Computational modeling of microbiomes has been used to complement experimental methods for investigating microbial function by utilizing multi-omic data to predict complex inter-species and host-species dynamics.[161][162] A popular in silico method is to combine metabolic network models of microbial taxa present in a community and use a mathematical modeling strategy such as flux balance analysis to predict the metabolic function of the microbial community at a taxon and community-level.[163][164]

As of 2020, understanding remains limited due to missing links between the massive availability of microbiome DNA sequence data on the one hand and limited availability of microbial isolates needed to confirm metagenomic predictions of gene function on the other hand.[1] Metagenome data provides a playground for new predictions, yet much more data is needed to strengthen the links between sequence and rigorous functional predictions. This becomes obvious when considering that the replacement of one single amino acid residue by another may lead to a radical functional change, resulting in an incorrect functional assignment to a given gene sequence.[165] Additionally, cultivation of new strains is needed to help identify the large fraction of unknown sequences obtained from metagenomics analyses, which for poorly studied ecosystems can be more than 70%. Depending on the applied method, even in well-studied microbiomes, 40–70% of the annotated genes in fully sequenced microbial genomes have no known or predicted function.[166] As of 2019, 85 of the then established 118 phyla had not had a single species described, presenting a challenge to understanding prokaryotic functional diversity .[167][1]

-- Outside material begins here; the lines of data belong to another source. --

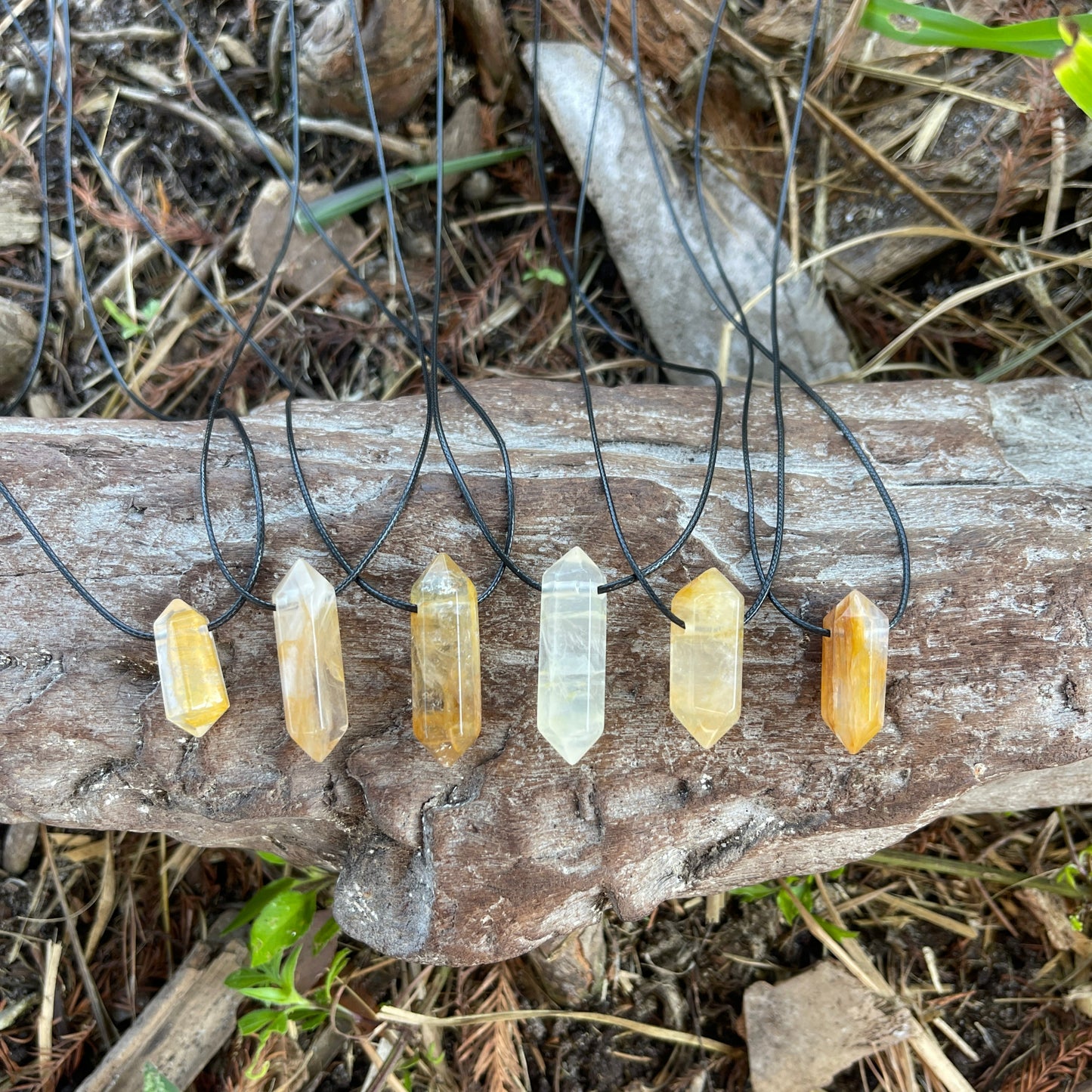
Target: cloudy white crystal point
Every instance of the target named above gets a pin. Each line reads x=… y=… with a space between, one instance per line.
x=308 y=648
x=572 y=655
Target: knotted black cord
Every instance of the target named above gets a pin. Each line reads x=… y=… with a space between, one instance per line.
x=112 y=618
x=48 y=88
x=806 y=388
x=739 y=323
x=47 y=243
x=441 y=436
x=429 y=363
x=245 y=340
x=415 y=336
x=118 y=190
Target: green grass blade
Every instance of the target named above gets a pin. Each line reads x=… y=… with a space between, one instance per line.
x=351 y=200
x=932 y=29
x=1074 y=68
x=970 y=869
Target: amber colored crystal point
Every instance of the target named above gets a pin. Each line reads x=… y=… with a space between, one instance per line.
x=708 y=657
x=446 y=660
x=194 y=697
x=854 y=670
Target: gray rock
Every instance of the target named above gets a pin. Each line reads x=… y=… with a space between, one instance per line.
x=19 y=842
x=663 y=284
x=804 y=1031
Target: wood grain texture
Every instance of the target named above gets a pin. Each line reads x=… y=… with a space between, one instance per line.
x=989 y=682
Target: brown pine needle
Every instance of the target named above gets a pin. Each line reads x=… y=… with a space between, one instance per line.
x=393 y=1015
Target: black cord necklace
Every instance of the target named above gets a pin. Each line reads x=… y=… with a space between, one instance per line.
x=855 y=633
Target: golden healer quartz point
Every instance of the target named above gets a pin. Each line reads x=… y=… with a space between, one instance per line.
x=194 y=697
x=708 y=657
x=308 y=649
x=446 y=660
x=854 y=670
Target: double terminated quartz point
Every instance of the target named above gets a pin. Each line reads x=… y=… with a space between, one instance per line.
x=708 y=657
x=572 y=655
x=446 y=662
x=194 y=697
x=854 y=670
x=308 y=649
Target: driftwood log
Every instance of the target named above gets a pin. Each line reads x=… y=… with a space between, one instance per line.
x=989 y=682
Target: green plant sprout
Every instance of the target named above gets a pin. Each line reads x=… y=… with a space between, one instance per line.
x=1064 y=41
x=804 y=888
x=280 y=917
x=155 y=1081
x=353 y=199
x=132 y=328
x=546 y=273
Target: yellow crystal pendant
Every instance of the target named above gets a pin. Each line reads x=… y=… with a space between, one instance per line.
x=194 y=697
x=446 y=660
x=708 y=657
x=308 y=648
x=854 y=670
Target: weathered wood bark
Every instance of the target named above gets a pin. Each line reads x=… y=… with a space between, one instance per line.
x=989 y=672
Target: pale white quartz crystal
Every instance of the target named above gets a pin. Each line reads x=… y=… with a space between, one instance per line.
x=572 y=655
x=308 y=648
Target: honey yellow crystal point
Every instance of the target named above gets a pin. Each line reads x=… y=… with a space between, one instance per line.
x=194 y=697
x=308 y=649
x=446 y=660
x=708 y=657
x=854 y=670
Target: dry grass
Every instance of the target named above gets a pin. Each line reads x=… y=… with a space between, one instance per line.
x=988 y=966
x=991 y=967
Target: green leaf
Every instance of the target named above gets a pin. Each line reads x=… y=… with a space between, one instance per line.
x=751 y=892
x=546 y=273
x=258 y=1070
x=308 y=1019
x=336 y=966
x=263 y=1020
x=1074 y=67
x=836 y=930
x=248 y=976
x=258 y=902
x=154 y=1081
x=345 y=203
x=270 y=995
x=930 y=27
x=787 y=908
x=128 y=326
x=324 y=935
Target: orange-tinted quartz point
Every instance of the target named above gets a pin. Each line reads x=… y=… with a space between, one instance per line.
x=854 y=670
x=444 y=660
x=194 y=697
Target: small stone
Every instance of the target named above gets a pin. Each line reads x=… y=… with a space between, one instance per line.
x=194 y=697
x=19 y=842
x=446 y=660
x=854 y=670
x=308 y=648
x=309 y=267
x=572 y=655
x=806 y=1029
x=708 y=657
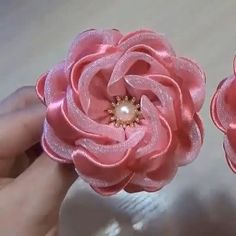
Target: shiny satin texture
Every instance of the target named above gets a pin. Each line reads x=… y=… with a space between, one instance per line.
x=100 y=65
x=223 y=113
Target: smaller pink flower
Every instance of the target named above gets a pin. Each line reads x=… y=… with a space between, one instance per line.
x=223 y=113
x=123 y=109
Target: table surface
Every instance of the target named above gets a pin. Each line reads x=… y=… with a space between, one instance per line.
x=201 y=200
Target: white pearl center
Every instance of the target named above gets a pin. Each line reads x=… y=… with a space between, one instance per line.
x=125 y=112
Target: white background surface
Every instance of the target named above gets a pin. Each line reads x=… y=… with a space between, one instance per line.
x=34 y=35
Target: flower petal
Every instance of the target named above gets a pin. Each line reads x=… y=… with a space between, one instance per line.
x=116 y=85
x=150 y=38
x=189 y=142
x=191 y=76
x=98 y=174
x=54 y=147
x=89 y=74
x=40 y=86
x=114 y=152
x=229 y=147
x=62 y=126
x=162 y=93
x=223 y=104
x=55 y=84
x=84 y=123
x=89 y=42
x=158 y=127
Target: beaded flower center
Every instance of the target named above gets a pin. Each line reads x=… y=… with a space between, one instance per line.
x=125 y=112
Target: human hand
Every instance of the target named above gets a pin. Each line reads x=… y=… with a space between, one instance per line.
x=32 y=186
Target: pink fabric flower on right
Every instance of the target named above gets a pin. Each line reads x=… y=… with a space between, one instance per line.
x=223 y=113
x=123 y=109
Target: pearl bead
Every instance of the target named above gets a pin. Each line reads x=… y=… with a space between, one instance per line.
x=125 y=111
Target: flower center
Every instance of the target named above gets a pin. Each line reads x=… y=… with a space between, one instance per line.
x=125 y=112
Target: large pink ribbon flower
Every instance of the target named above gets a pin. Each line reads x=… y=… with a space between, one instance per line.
x=223 y=113
x=123 y=109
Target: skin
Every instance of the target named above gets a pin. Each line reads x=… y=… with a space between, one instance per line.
x=32 y=186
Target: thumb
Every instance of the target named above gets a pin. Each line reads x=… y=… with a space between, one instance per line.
x=39 y=192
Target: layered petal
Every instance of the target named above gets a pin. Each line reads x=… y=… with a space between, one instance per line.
x=111 y=153
x=40 y=86
x=91 y=42
x=90 y=73
x=223 y=105
x=55 y=84
x=54 y=147
x=83 y=122
x=189 y=74
x=100 y=175
x=189 y=142
x=116 y=85
x=149 y=38
x=158 y=127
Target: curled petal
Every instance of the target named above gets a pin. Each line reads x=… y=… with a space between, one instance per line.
x=223 y=104
x=40 y=86
x=114 y=152
x=90 y=42
x=55 y=84
x=150 y=38
x=57 y=117
x=230 y=153
x=191 y=76
x=89 y=73
x=158 y=128
x=234 y=66
x=56 y=148
x=97 y=174
x=83 y=122
x=189 y=142
x=116 y=85
x=162 y=93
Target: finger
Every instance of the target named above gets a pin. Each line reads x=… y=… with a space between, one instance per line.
x=19 y=130
x=37 y=194
x=52 y=231
x=21 y=98
x=4 y=182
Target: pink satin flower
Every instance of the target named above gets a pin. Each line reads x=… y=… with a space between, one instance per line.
x=103 y=64
x=223 y=113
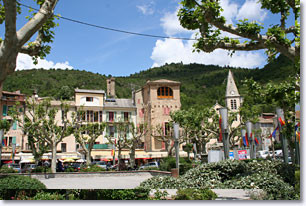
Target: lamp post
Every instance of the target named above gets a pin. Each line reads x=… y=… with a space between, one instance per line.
x=258 y=135
x=251 y=139
x=280 y=118
x=1 y=136
x=176 y=138
x=243 y=132
x=223 y=114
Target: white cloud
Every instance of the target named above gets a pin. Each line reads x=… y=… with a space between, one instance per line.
x=171 y=24
x=147 y=9
x=174 y=51
x=230 y=10
x=169 y=51
x=251 y=10
x=24 y=62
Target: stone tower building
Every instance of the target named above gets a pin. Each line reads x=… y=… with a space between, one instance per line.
x=110 y=88
x=232 y=96
x=154 y=102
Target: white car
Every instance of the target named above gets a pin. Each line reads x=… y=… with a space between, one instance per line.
x=150 y=164
x=262 y=154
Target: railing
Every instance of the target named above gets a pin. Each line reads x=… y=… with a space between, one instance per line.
x=100 y=146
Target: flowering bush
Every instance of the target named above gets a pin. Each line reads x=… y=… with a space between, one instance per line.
x=232 y=174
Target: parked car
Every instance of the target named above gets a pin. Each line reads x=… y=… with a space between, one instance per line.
x=101 y=164
x=28 y=168
x=15 y=167
x=263 y=154
x=150 y=164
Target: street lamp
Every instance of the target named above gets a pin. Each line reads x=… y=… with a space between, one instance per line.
x=243 y=132
x=223 y=114
x=258 y=134
x=280 y=120
x=176 y=138
x=250 y=139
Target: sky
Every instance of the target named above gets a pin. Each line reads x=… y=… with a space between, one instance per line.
x=111 y=53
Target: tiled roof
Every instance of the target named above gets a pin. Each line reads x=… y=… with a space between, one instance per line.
x=89 y=91
x=120 y=103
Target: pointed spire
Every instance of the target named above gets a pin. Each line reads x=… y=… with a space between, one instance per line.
x=231 y=88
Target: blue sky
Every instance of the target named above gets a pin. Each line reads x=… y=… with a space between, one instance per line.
x=100 y=51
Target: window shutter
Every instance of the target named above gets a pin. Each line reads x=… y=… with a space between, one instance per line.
x=4 y=110
x=14 y=140
x=122 y=116
x=115 y=128
x=15 y=125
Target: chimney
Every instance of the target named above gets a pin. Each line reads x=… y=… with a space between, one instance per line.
x=133 y=97
x=110 y=85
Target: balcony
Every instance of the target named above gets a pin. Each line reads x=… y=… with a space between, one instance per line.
x=101 y=146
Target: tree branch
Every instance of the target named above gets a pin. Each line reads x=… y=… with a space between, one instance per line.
x=32 y=26
x=10 y=21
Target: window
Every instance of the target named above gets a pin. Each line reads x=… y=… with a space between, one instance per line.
x=167 y=128
x=111 y=131
x=63 y=147
x=96 y=116
x=126 y=116
x=233 y=104
x=100 y=116
x=164 y=92
x=111 y=116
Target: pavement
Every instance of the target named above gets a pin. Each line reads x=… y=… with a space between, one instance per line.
x=127 y=181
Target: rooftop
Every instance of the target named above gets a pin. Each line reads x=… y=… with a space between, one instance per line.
x=89 y=91
x=119 y=103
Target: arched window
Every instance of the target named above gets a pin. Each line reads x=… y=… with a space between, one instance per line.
x=164 y=92
x=233 y=104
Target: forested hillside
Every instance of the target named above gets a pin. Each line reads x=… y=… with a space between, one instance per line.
x=202 y=85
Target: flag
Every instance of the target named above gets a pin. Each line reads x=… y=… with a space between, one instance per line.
x=274 y=133
x=256 y=141
x=246 y=139
x=282 y=122
x=220 y=130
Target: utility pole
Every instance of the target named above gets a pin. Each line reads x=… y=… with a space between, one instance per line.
x=224 y=128
x=281 y=121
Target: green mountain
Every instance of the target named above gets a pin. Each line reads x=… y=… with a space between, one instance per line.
x=202 y=85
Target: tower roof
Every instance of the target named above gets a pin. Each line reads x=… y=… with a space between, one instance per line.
x=231 y=88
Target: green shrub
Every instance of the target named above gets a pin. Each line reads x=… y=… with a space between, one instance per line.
x=271 y=176
x=47 y=196
x=5 y=169
x=297 y=183
x=195 y=194
x=11 y=186
x=115 y=194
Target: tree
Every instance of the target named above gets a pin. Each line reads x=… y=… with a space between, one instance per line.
x=87 y=133
x=29 y=121
x=206 y=16
x=4 y=128
x=14 y=42
x=281 y=95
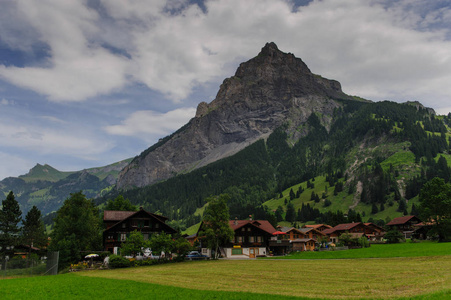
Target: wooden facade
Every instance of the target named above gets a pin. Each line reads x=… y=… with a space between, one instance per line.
x=406 y=225
x=119 y=224
x=251 y=238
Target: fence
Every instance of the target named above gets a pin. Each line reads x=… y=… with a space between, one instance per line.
x=30 y=266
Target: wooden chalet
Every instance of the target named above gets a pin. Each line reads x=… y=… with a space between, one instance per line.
x=319 y=227
x=374 y=232
x=335 y=232
x=119 y=224
x=406 y=225
x=292 y=239
x=251 y=238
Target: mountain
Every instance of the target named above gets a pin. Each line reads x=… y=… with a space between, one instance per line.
x=279 y=139
x=265 y=92
x=47 y=187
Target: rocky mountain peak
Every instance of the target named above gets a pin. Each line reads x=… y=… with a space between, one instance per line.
x=267 y=91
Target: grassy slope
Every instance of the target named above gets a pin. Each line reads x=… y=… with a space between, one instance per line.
x=399 y=157
x=380 y=251
x=45 y=173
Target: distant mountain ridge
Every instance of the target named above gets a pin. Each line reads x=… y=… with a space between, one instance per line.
x=47 y=187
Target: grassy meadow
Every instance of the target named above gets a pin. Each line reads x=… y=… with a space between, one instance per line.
x=421 y=271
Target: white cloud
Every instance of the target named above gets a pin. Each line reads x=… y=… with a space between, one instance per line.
x=150 y=124
x=12 y=165
x=377 y=49
x=56 y=140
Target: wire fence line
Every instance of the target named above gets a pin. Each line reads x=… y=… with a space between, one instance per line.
x=30 y=265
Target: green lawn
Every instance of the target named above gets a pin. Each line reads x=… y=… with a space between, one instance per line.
x=408 y=249
x=422 y=272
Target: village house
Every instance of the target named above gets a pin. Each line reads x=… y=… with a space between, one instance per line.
x=289 y=239
x=251 y=238
x=374 y=232
x=356 y=229
x=119 y=225
x=319 y=227
x=406 y=225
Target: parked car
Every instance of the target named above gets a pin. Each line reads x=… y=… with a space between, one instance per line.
x=195 y=255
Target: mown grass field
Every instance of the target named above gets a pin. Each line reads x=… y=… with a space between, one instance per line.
x=400 y=271
x=421 y=271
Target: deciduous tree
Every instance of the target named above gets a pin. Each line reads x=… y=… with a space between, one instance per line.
x=77 y=229
x=119 y=203
x=435 y=207
x=34 y=229
x=215 y=230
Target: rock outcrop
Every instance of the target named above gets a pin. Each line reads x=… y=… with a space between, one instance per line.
x=271 y=89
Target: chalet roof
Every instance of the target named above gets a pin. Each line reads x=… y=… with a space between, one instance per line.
x=374 y=226
x=328 y=231
x=303 y=240
x=316 y=226
x=116 y=215
x=342 y=227
x=357 y=234
x=347 y=226
x=262 y=224
x=129 y=214
x=402 y=220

The number of prokaryotic phyla may reach hundreds, and archaeal ones are among the least studied.[167] The growing gap between the diversity of Bacteria and Archaea held in pure culture and those detected by molecular methods has led to the proposal to establish a formal nomenclature for not-yet cultured taxa, primarily based on sequence information.[168][169] According to this proposal, the concept of Candidatus species would be extended to the groups of closely related genome sequences, and their names would be published following established rules of bacterial nomenclature.[1]

Each microbiome system is suited to address different types of questions based on the culturability of microbes, genetic tractability of microbes and host (where relevant), ability to maintain system in laboratory setting, and ability to make host/environment germfree.[170]